Collapsed LDA Gibbs sampling for sparse (d, v, c) triplet data.

This function performs collapsed Gibbs sampling for the standard LDA model using a sparse document-term representation:

initializes the LDA state via init_mod_from_count(),
runs n_iter iterations of the C++ Gibbs kernel eLDA_pass_b_fast(),
returns the final model state, including posterior topic-word and document-topic distributions.

Usage

run_lda_gibbs(
  count,
  K,
  alpha,
  beta,
  n_iter = 100L,
  phi = NULL,
  seed = NULL,
  verbose = TRUE,
  progress_every = 10L
)

count: Integer matrix of size NZ x 3 with rows (d, v, c) in 0-based indexing: document index d, word index v, and count c for that pair.
K: Integer, number of topics. Required unless phi is supplied.
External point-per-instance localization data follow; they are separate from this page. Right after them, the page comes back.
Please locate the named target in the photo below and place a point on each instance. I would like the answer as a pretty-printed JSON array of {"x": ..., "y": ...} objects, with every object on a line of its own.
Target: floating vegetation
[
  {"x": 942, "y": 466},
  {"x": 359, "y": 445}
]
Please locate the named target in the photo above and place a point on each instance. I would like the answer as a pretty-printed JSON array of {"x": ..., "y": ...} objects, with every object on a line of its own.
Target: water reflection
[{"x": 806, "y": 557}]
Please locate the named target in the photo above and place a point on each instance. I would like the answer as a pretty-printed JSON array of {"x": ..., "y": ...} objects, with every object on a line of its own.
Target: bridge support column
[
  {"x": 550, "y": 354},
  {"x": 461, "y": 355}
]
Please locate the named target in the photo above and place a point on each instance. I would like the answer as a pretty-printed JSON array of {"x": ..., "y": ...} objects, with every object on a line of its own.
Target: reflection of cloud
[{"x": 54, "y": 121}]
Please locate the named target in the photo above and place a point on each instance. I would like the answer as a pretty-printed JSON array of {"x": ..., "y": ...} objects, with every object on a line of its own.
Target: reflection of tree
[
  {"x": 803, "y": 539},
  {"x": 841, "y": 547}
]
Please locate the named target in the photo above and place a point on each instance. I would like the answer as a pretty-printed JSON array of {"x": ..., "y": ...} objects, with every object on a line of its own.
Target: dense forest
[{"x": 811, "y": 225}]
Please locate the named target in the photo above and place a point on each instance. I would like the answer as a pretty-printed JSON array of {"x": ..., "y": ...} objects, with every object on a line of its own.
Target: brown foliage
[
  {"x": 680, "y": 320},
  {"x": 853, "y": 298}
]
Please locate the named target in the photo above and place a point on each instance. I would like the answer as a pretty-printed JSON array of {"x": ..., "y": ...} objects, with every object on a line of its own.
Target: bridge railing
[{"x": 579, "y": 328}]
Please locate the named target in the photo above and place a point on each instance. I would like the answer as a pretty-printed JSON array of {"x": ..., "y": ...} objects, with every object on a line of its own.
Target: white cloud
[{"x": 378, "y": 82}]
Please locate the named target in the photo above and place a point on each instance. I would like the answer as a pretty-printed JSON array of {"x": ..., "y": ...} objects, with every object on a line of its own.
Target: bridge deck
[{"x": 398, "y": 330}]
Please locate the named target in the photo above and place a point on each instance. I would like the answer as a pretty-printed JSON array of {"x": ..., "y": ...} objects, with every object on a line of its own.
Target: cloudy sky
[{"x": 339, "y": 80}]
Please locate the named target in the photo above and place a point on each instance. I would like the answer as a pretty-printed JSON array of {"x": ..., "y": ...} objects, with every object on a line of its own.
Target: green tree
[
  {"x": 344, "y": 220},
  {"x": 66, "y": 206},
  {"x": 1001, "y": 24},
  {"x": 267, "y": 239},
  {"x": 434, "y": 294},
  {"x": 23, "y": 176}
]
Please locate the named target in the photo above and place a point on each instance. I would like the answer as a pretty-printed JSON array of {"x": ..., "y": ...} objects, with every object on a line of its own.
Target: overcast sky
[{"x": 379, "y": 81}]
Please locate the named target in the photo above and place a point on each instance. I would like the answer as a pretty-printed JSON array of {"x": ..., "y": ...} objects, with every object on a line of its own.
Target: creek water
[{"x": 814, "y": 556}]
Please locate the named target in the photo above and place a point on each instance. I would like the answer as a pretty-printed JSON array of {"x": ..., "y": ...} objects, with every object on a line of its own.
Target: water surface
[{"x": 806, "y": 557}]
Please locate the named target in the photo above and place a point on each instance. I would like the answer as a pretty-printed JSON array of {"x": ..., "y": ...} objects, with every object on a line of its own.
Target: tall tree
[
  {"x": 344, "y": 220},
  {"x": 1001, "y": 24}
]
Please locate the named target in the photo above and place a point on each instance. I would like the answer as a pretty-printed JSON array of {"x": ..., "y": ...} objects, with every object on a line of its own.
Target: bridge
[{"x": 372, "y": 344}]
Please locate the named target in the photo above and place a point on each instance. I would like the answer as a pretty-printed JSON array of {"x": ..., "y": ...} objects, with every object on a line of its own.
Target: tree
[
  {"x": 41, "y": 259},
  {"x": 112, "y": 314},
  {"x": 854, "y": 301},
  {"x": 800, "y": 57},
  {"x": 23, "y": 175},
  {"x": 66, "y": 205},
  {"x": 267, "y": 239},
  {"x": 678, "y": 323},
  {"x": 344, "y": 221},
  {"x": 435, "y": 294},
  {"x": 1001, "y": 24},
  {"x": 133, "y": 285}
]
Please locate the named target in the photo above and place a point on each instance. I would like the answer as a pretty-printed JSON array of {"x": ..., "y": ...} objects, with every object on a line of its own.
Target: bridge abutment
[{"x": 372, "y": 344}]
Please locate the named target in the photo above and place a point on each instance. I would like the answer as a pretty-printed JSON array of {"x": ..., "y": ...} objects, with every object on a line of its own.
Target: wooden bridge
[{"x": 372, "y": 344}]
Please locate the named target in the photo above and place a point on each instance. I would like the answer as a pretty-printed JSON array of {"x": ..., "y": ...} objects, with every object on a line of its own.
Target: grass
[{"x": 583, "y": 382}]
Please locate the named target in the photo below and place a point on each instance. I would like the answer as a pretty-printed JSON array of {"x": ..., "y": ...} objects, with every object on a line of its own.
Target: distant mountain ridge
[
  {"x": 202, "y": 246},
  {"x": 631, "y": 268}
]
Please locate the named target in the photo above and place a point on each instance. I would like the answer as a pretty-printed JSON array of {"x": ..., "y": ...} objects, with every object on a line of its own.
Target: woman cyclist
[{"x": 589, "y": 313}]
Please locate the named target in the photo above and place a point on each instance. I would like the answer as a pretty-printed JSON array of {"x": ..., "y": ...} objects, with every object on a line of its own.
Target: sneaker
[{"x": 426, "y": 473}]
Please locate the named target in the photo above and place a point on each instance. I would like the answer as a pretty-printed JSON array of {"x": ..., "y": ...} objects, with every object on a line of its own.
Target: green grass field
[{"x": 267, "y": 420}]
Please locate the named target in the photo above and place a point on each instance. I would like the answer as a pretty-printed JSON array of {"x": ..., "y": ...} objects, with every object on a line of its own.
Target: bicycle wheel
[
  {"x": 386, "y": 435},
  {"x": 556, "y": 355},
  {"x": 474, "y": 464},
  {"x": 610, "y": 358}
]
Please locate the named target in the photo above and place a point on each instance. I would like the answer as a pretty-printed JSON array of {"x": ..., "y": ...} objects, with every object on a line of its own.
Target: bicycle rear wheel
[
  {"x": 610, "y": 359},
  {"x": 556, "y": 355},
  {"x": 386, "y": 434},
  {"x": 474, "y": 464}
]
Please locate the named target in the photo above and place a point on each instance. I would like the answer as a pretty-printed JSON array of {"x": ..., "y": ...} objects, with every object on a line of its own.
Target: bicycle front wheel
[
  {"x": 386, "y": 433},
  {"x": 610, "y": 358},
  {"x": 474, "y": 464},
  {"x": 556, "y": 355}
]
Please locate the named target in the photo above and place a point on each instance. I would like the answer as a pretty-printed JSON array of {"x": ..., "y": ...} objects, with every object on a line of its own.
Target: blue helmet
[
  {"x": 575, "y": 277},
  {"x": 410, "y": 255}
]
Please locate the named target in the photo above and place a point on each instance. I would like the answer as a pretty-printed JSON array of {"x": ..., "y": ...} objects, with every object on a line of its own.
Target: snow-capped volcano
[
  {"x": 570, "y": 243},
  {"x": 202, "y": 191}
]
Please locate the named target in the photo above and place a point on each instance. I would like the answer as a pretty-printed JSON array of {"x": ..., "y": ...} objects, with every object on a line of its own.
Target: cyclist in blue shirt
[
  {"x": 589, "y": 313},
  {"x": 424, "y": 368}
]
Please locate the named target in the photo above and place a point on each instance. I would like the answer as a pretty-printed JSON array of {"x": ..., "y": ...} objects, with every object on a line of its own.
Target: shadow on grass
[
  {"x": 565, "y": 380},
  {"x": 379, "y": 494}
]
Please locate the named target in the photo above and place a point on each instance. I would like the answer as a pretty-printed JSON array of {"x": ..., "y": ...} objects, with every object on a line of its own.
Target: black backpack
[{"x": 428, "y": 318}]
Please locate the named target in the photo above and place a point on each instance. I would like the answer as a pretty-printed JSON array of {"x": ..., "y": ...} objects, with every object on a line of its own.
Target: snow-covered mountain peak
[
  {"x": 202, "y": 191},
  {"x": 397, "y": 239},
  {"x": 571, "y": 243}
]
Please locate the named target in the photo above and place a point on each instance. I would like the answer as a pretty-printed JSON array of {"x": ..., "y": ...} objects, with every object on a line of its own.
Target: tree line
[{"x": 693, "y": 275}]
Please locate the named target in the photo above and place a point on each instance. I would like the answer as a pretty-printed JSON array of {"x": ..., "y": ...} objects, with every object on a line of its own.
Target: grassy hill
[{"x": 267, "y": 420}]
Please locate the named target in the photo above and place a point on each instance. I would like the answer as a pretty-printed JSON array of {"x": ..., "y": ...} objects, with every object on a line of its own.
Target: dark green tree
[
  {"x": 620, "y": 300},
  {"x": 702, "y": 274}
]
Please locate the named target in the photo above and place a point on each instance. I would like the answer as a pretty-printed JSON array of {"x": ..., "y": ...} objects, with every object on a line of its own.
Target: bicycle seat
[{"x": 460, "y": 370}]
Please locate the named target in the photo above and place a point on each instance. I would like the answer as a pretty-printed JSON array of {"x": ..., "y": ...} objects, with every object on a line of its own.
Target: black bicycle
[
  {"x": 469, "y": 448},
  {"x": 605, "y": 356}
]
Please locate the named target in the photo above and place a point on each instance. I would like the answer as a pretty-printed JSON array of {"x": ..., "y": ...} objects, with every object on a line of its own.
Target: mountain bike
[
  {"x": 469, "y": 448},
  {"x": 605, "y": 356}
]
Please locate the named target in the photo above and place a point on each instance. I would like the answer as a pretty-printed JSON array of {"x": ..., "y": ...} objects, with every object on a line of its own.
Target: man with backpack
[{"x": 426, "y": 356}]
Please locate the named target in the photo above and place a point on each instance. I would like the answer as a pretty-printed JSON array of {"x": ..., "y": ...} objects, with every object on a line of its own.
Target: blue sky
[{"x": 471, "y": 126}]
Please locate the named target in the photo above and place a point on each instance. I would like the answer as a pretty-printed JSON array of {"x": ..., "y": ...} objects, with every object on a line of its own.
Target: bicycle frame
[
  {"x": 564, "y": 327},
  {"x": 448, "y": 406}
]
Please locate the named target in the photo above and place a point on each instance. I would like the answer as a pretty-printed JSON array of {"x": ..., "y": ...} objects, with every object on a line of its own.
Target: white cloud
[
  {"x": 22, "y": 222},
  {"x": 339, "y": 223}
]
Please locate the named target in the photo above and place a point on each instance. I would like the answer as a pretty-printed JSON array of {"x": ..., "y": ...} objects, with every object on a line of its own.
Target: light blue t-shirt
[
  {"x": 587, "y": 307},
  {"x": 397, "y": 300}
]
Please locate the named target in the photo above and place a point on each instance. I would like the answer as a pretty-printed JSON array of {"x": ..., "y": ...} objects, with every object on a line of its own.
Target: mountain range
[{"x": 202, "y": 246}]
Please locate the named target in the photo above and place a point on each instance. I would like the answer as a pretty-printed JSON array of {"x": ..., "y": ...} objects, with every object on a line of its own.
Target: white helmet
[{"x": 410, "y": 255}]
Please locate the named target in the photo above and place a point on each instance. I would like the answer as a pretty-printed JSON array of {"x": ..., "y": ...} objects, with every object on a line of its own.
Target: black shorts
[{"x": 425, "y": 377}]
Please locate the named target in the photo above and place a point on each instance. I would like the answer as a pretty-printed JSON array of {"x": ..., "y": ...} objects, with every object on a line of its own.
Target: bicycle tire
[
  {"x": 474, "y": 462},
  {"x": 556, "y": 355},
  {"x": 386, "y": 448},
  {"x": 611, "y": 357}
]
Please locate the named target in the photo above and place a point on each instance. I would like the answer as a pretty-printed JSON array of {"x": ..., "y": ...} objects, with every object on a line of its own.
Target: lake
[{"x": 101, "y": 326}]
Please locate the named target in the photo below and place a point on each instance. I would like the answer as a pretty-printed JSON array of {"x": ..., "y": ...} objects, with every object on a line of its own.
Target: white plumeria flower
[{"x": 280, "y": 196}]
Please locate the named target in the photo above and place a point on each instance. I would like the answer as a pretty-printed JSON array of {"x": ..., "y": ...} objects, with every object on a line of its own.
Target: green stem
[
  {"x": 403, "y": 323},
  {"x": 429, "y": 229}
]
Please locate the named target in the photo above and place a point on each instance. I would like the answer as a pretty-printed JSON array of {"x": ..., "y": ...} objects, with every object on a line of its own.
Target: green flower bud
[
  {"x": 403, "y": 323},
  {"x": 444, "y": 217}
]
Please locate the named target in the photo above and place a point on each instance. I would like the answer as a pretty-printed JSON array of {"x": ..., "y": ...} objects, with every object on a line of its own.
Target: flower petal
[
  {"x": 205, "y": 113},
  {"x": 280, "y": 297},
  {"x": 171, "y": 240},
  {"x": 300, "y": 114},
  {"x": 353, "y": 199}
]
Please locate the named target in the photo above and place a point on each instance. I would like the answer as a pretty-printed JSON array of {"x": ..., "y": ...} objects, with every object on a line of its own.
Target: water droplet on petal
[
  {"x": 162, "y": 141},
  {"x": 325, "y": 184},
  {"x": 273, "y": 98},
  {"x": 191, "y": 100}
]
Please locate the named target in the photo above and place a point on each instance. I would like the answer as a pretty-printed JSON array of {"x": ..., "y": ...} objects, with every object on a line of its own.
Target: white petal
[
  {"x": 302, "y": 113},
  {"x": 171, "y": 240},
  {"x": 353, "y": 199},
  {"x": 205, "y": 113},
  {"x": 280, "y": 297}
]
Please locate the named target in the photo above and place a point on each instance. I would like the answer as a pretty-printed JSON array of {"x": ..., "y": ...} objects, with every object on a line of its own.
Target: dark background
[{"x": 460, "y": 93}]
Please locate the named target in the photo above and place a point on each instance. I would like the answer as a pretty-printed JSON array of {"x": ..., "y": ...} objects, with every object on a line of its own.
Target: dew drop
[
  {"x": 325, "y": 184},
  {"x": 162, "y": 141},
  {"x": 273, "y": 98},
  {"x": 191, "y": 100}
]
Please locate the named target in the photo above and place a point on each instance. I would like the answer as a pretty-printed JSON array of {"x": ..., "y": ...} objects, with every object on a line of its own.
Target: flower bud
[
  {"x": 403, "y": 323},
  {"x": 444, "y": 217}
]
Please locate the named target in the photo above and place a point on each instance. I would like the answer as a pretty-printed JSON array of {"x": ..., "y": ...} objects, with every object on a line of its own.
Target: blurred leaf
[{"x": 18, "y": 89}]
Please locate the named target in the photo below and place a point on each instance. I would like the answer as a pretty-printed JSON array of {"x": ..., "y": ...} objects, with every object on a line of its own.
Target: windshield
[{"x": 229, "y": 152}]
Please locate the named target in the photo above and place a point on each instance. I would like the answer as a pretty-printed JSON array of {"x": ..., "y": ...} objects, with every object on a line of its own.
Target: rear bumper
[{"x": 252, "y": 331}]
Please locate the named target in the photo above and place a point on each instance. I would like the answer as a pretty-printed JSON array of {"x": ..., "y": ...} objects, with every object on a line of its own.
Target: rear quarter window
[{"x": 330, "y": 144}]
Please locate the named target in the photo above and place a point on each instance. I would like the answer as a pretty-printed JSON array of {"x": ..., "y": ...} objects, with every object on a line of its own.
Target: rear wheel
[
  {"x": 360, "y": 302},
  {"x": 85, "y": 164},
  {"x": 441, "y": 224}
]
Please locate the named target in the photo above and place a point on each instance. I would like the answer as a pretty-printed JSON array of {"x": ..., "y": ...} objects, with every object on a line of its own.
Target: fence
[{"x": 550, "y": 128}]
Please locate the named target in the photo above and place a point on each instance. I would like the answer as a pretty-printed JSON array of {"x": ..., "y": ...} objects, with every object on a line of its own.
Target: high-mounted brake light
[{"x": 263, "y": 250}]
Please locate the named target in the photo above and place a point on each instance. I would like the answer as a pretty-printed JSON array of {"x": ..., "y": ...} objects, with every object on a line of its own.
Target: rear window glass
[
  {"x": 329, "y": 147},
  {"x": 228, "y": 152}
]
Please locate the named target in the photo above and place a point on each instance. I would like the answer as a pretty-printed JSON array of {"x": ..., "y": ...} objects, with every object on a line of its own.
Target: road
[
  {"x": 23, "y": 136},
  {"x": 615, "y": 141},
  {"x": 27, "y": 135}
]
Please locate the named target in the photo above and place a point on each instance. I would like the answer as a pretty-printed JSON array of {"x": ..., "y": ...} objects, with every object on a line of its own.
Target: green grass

If phi is provided, K is inferred from ncol(phi).
alpha: Scalar Dirichlet prior parameter for document-topic distributions.
beta: Scalar Dirichlet prior parameter for topic-word distributions.
n_iter: Integer, number of Gibbs sweeps to run.
phi: Optional V x K topic-word probability matrix used only for initializing topic assignments in init_mod_from_count().
seed: Optional integer random seed passed to the initializer.
verbose: Logical; if TRUE, print progress messages.
progress_every: Integer; print progress every this many iterations.

A list mod containing:

z: Integer vector of length NZ; final topic assignments (0-based).
nd: D x K document-topic count matrix.
nw: K x V topic-word count matrix.
ndsum: Integer vector of length D; document token counts.
nwsum: Integer vector of length K; topic token counts.
phi: V x K topic-word posterior mean \(p(w \mid z=k)\) computed from nw.
theta: D x K document-topic posterior mean \(p(z=k \mid d)\) computed from nd.
loglik_trace: Vector of log-likelihoods.
D: Number of documents.
V: Vocabulary size.
K: Number of topics.
NZ: Number of non-zero (d, v, c) entries.